- Born: Madison, Wisconsin
- Education: Madison East High School, DePaul University, University of Wisconsin
- Occupation: Musical theatre actress

= Tari Kelly =

American musical theatre actress

Tari Kelly is an American theater actress and singer. She is best known for her role as Countess Lily in the first national tour of Anastasia.

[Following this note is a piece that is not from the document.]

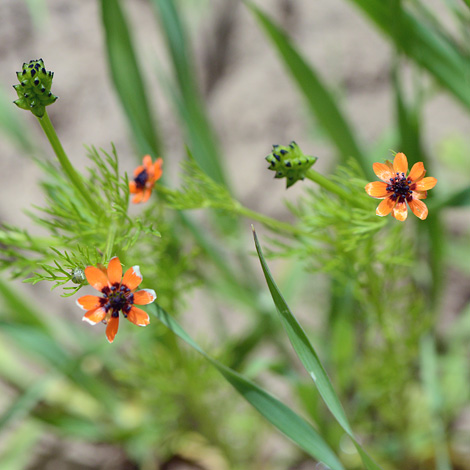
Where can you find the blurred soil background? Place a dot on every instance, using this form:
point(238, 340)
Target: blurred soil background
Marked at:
point(250, 97)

== Education and career ==
Tari Kelly attended Madison East High School in Madison, Wisconsin. She took dance lessons at Virginia Davis School of Dance and began acting in shows in her local community theater, performing in shows, including Annie. She discovered she had a passion for theater when she landed the lead in her high school music, The Boyfriend. After graduating high school, she attended DePaul University's acting conservatory but transferred a year later to the University of Wisconsin to dance and sing as well. While in Wisconsin, Kelly acted in many production at the regional Fireside Theatre.

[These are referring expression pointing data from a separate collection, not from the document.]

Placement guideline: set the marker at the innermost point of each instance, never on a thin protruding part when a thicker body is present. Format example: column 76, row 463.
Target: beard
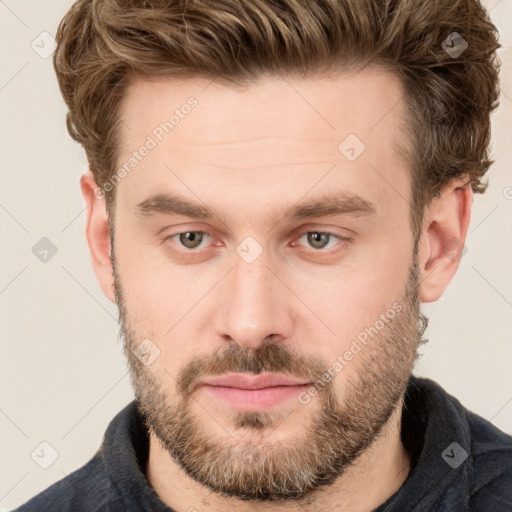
column 247, row 463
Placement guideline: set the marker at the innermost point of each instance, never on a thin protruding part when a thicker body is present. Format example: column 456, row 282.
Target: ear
column 98, row 234
column 442, row 242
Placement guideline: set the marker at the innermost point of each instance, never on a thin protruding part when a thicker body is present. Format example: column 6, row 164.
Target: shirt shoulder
column 491, row 453
column 85, row 489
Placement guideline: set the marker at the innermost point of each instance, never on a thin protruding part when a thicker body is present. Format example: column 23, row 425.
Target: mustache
column 269, row 357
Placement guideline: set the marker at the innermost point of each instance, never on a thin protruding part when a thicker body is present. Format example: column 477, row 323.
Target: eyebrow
column 343, row 203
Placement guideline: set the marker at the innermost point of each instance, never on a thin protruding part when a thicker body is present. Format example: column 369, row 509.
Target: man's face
column 263, row 292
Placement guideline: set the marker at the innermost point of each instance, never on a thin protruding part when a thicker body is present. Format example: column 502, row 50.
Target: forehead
column 276, row 134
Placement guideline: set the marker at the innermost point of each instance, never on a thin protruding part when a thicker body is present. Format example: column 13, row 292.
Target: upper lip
column 242, row 381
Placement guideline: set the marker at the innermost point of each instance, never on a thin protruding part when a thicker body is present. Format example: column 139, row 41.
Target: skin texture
column 294, row 309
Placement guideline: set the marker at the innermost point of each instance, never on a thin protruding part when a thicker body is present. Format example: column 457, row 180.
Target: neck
column 369, row 481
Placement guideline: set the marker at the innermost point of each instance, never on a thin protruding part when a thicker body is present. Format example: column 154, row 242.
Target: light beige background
column 62, row 374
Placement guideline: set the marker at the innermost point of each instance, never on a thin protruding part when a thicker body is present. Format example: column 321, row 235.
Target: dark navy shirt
column 460, row 462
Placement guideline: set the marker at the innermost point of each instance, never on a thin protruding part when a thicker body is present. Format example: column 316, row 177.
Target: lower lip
column 255, row 399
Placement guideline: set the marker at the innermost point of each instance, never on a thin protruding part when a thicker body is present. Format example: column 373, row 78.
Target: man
column 275, row 188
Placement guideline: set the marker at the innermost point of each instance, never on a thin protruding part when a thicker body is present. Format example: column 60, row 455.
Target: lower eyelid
column 342, row 239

Kelly made her Broadway debut in 1994 with Show Boat as a swing and understudy for Lottie, Ellie, and Dottie. Following her debut, she joined the national tours of Beauty and the Beast and Show Boat. In 2003, she returned to Broadway to play in the ensemble and a member of the Trio in The Boy from Oz. A year later, she landed the lead role of Audrey in the Little Shop of Horrors national tour, which she calls her favorite role. In 2007, she played Mama Who in Dr. Seuss' How the Grinch Stole Christmas!, which starred Patrick Page, and played Sally Bowles in the Cabaret national tour a year later. From 2011 to 2012, Kelly join Broadway's Anything Goes as a passenger and a replacement/understudy for various roles, and in 2015 to 2016, she joined the world premiere of Something Rotten! on Broadway as a member of the ensemble. In her most recent Broadway role, Kelly played Mrs. Cleveland and the Piano Teacher in Groundhog Day. In 2018, she opened the Anastasia first North American tour as Countess Lily. She portrays Mrs. White, the perpetual widow, in the 2024 national tour of Clue: On Stage.